Our activities pushed me to reflect and question my old thought patterns. Participating in a team-building puzzle-solving activity using tangram pieces had me rethinking how I instinctively approached problem-solving, competition, and teamwork. Throughout the week, my minor challenges taught me what I needed to improve, and my wins reassured me of my strengths.
Every day was intellectually demanding but so rewarding. With every shared experience, we understood each other better and deepened our connection. I still remember our students’ night out to dinner as if it were yesterday. Gasping and clutching our stomachs over a juicy steak, I had felt such pure, simple joy and togetherness that I wanted to preserve the moment forever. On our last evening together—gasping at incredible magic show tricks and my fellow Scholars’ performances, then dancing the Cupid Shuffle, all of us moving as one—I had sore cheeks from grinning for so long. However, the quieter moments left a deeper mark: a comforting hand on my shoulder and voices so kind and grounding in a vulnerable hour. Despite tears, we were all smiling, bearing our most personal truths. That feeling of trust and support will stay with me forever.
“It feels like we’ve known each other for a long time,” one Scholar remarked. I couldn’t agree more. Leaving Aspen felt like the end of a chapter. Faces pressed to the shuttle window, we waved to the remaining Scholars, craning our necks as we drove away. Yet, whenever I see everyone’s faces on Zoom or hear the pings from our group chat, I remind myself our trip was only the first scene of an unfinished story—the birthplace of bonds strong enough to unite us worldwide. The rest we will write together.
Carla Rodas-Piña’s Reflection: Educator Scholar from Greenacres, FL
The 20th cohort of Bezos Scholars embarked on a transformative journey to the Aspen Ideas Festival this past June.
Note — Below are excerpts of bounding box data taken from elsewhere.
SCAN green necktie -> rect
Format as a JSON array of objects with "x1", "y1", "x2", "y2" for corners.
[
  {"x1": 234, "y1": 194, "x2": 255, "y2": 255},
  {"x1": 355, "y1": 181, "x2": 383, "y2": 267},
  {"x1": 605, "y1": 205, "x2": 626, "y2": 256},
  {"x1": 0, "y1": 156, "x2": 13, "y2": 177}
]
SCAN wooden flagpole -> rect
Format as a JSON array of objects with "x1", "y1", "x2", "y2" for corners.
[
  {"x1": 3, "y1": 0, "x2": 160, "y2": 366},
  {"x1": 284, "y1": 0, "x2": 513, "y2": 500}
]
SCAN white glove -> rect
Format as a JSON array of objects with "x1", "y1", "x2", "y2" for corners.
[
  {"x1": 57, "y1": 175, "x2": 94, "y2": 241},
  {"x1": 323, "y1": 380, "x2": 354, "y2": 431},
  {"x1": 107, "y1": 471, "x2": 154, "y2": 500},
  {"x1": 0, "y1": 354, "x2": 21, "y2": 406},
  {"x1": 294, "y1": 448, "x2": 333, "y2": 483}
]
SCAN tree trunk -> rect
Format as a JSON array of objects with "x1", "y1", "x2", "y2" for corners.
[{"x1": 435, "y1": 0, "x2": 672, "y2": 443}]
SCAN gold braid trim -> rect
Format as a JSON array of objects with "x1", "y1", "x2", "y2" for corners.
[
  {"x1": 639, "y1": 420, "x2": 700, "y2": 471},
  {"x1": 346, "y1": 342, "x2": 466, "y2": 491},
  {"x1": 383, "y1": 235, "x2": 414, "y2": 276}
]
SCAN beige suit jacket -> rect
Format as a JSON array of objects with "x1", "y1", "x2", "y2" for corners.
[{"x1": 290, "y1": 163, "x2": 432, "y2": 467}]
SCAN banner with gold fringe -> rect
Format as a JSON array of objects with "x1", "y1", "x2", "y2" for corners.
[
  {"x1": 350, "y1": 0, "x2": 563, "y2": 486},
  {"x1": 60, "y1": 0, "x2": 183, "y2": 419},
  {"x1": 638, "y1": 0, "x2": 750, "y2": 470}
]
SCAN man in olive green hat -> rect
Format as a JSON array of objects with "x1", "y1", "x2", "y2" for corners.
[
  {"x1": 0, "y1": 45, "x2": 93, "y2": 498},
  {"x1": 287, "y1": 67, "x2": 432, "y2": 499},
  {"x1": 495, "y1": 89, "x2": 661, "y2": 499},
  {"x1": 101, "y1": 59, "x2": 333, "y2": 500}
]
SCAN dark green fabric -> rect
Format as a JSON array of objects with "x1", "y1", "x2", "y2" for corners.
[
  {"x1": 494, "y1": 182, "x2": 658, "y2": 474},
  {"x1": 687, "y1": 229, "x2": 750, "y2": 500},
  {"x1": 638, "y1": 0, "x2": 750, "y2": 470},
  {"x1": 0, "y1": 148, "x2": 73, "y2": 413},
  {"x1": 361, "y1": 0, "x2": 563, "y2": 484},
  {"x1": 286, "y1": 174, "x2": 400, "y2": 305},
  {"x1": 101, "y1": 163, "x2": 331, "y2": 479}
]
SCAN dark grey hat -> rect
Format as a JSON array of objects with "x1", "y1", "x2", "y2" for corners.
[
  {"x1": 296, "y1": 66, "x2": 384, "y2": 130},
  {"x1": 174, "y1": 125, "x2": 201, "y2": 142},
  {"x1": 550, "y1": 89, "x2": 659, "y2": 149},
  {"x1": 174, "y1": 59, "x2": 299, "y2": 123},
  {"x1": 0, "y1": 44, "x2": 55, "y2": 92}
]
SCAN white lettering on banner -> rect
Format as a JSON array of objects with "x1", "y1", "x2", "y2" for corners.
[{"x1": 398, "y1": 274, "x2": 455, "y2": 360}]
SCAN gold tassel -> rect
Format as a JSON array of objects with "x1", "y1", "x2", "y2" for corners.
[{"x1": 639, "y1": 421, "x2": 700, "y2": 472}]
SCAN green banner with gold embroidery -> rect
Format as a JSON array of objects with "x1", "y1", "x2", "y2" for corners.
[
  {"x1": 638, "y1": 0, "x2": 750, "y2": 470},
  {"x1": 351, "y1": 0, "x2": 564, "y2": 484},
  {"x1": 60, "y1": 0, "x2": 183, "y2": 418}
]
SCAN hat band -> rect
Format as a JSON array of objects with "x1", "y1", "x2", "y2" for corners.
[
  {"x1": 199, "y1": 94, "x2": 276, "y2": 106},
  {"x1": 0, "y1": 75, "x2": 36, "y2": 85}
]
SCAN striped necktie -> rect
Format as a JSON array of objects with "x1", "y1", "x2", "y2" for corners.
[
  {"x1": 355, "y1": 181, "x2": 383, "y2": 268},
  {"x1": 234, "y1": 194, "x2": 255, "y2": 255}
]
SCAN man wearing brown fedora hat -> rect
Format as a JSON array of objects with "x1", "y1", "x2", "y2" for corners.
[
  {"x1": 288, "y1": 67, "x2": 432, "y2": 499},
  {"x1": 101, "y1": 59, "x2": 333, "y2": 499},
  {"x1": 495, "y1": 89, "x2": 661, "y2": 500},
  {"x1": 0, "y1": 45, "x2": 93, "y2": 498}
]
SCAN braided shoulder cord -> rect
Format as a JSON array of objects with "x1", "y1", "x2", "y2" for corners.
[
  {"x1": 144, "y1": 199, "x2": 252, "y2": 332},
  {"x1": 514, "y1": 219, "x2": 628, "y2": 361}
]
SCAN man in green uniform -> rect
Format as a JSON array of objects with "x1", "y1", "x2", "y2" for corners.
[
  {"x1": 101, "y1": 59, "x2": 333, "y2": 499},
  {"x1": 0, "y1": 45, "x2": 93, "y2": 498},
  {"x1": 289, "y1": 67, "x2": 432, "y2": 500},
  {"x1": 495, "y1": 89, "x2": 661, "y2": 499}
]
Immersed in discussions with global leaders and fellow young changemakers and educators, we explored topics ranging from Artificial Intelligence to mental health to social justice. Inspired, Scholars returned home to plan and implement our Community Change Projects with passion and determination. Over the next year, projects will flourish, significantly impacting our communities and beyond.
The time spent at the festival shaped our futures as compassionate leaders committed to driving positive change and creating special relationships that will undoubtedly last a lifetime. When I asked my fellow Scholars to come up with one word to describe their experience in Aspen, here is what they shared: amazing, transformative, inspiring, thought-provoking, unreal, eye-opening, enchanting, life-changing, invigorating, affirming, surreal, fulfilling, “awen” [the Welsh word for inspiration], superb, deepening, motivating, extraordinary, infiltrating, inexplicable and a crazy wonderful time.
Over the next year, educator Scholars will be student Scholars' biggest cheerleaders; supporting them while sitting back and watching them do what they do best: changing the world!